もし、外界の素因を利用して身体の機能を調整するによって疾病の予防と治療する目的に至ることを外部療法と言えば、人間の内部条件の作用も重視しなければならないでしょう。

人間の心理活動が有効的に身体の生理機能の変化に影響を与える事が出来るという、この心理-生理-形態反応システムの自己調整機能の変化がもし積極的な方向へ発展すれば、身体を丈夫にさせて、疾病を治療するに役立つでしょう;もし消極的な方向へ発展すれば、人体に損傷を与えて、疾病を引起こすことがあるのではないでしょうか?
この数年来、心理学、生理学、免疫学等の発展にしたがって、人体内部の秘密はだんだん解き明かされて来ています。

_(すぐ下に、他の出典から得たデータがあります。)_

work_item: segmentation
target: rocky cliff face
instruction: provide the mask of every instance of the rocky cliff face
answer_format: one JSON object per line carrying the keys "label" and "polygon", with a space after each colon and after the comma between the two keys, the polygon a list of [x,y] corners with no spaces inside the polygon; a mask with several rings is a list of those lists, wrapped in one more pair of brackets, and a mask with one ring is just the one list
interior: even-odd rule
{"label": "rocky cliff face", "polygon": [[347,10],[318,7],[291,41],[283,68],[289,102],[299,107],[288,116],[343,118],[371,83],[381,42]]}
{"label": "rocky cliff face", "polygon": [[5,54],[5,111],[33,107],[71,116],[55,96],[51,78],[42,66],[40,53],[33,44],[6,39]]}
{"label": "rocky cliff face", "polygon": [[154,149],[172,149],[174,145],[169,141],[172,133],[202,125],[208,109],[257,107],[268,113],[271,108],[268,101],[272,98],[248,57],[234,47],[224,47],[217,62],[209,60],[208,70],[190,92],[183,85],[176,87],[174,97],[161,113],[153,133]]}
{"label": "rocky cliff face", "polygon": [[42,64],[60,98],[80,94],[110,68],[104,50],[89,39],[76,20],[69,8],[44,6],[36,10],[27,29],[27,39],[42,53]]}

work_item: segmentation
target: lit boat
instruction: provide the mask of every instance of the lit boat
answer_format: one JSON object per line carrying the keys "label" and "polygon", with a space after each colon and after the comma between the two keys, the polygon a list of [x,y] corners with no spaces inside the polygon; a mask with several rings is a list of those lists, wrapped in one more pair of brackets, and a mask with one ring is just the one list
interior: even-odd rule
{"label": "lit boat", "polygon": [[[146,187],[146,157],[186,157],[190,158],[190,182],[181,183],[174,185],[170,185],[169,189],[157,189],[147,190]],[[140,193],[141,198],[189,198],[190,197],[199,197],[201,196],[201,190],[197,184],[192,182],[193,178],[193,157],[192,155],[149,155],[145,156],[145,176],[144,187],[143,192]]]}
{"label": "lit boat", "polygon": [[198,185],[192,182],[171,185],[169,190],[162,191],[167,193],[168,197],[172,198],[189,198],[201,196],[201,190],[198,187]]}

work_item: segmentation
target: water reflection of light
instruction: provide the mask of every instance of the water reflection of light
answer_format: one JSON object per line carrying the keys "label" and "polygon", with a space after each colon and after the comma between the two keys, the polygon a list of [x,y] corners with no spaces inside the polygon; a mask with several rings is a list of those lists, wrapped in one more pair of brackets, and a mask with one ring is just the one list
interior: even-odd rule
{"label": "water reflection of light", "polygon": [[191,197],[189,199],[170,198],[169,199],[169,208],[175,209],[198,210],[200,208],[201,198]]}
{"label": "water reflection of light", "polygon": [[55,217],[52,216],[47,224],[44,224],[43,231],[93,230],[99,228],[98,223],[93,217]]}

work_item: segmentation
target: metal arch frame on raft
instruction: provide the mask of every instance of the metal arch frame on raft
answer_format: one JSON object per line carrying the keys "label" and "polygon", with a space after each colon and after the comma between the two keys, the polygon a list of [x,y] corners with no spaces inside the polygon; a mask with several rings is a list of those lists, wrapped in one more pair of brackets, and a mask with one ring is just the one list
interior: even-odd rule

人間が自己コントロールと自己調整を通じ、自分自身の生理と病理状態を変え、疾病を治療し、身体を丈夫にさせる目的に至ることができることはもだんだん証明されています。
しかし、現在、このシステムについての認識と研究はまだ系統的にまとまっていません。それに、今まで多くの人に自覚的に重要視されてもいませんでした。

だから、このシステムを認識し、掌握し、利用して自分自身の保健医療に奉仕することは現代医学の重要な補充と発展となる事と思います。気功鍛練は主に人体内部の自己調節機能の開発と利用を現実化するものです。すなわち、自己養生の方法であるといえるでしょう。